Ipswich, it must be said, was a staunchly Protestant, non-conformist town; even today, Anglican worshippers are in a minority. There was still a certain amount of anti-Catholic prejudice, and the Reform laws giving Catholics equal rights were still almost 40 years away. But eventually, the upheaval in France was over, and Pere Simon returned to settle his affairs, and sell a small amount of property inherited from his family. He returned to Ipswich with the proceeds. He would spend the money, and the rest of his life, re-establishing a Catholic presence in his adopted home.
     
He bought five acres of land on Albion Hill, part of the heathland of what was then the eastern outskirts of town. The Woodbridge road ran beside it, and Pere Simon built a cottage, set back from this road. Its neighbours were an 18th century house to the east, and the Albion Mills to the north and west. Inside the house, he prepared a chapel, the first permanent home for the Blessed Sacrament in Ipswich since the Reformation. Eventually, when the time was right, he extended the cottage eastwards by building a church, dedicated as Our Lady of Grace.

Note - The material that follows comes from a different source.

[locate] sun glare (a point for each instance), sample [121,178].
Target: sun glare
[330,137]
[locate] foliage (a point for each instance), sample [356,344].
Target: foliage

In 1860, the nuns of the order of Jesus and Mary arrived in England, from their base in Lyons. A teaching order, they lived in the house that Pere Simon had built, and established it as their convent. They set up two schools on Pere Simon's five acres of land, probably as part of the same architectural commission as George Goldie's town centre church of St Pancras. The Sisters would survive and prosper, and they still live in the house to this day.

However, survival and prosperity seemd unlikely outcomes at the time, for the new self-confidence of Ipswich Catholics would prove to be a little misplaced. The other Ipswich churches had maintained an amount of anti-Catholic feeling, continuing to preach the 'No Popery' sermons that had dissuaded civic dignitaries from attending the opening of Our Lady of Grace in 1838. The firebrand Protestant ministers whipped up a storm that, one night in November 1862, turned into an anti-Catholic riot.

Crowds rampaged through the streets, attacking known Catholic businesses and homes. Their main targets were the two churches and the convent, which they besieged, attacking it with rocks and iron railings. Every window in the building was smashed. The Blessed Sacrament had been brought from Our Lady into the relative safety of the Convent chapel, and the community kept vigil through a night of violence and destruction.
As is so often the case, the attack was the catalyst for increased warmth and toleration. The local press denounced the actions of the mob as a disgrace, and local dignitaries visited the community with messages of sympathy and support. Father Kemp became an increasingly popular and well-known local figure.

The School of Jesus & Mary became, in the 20th Century, one of Ipswich's most venerable and aspirational educational establishments. In the 1990s it merged with St Joseph's College on the other side of Ipswich at Birkfield, and the schools were demolished, to be replaced by housing. But the convent remains, and the nuns remain too. Mass is celebrated every day, and on the occasions that it forms the parish Mass then all are welcome.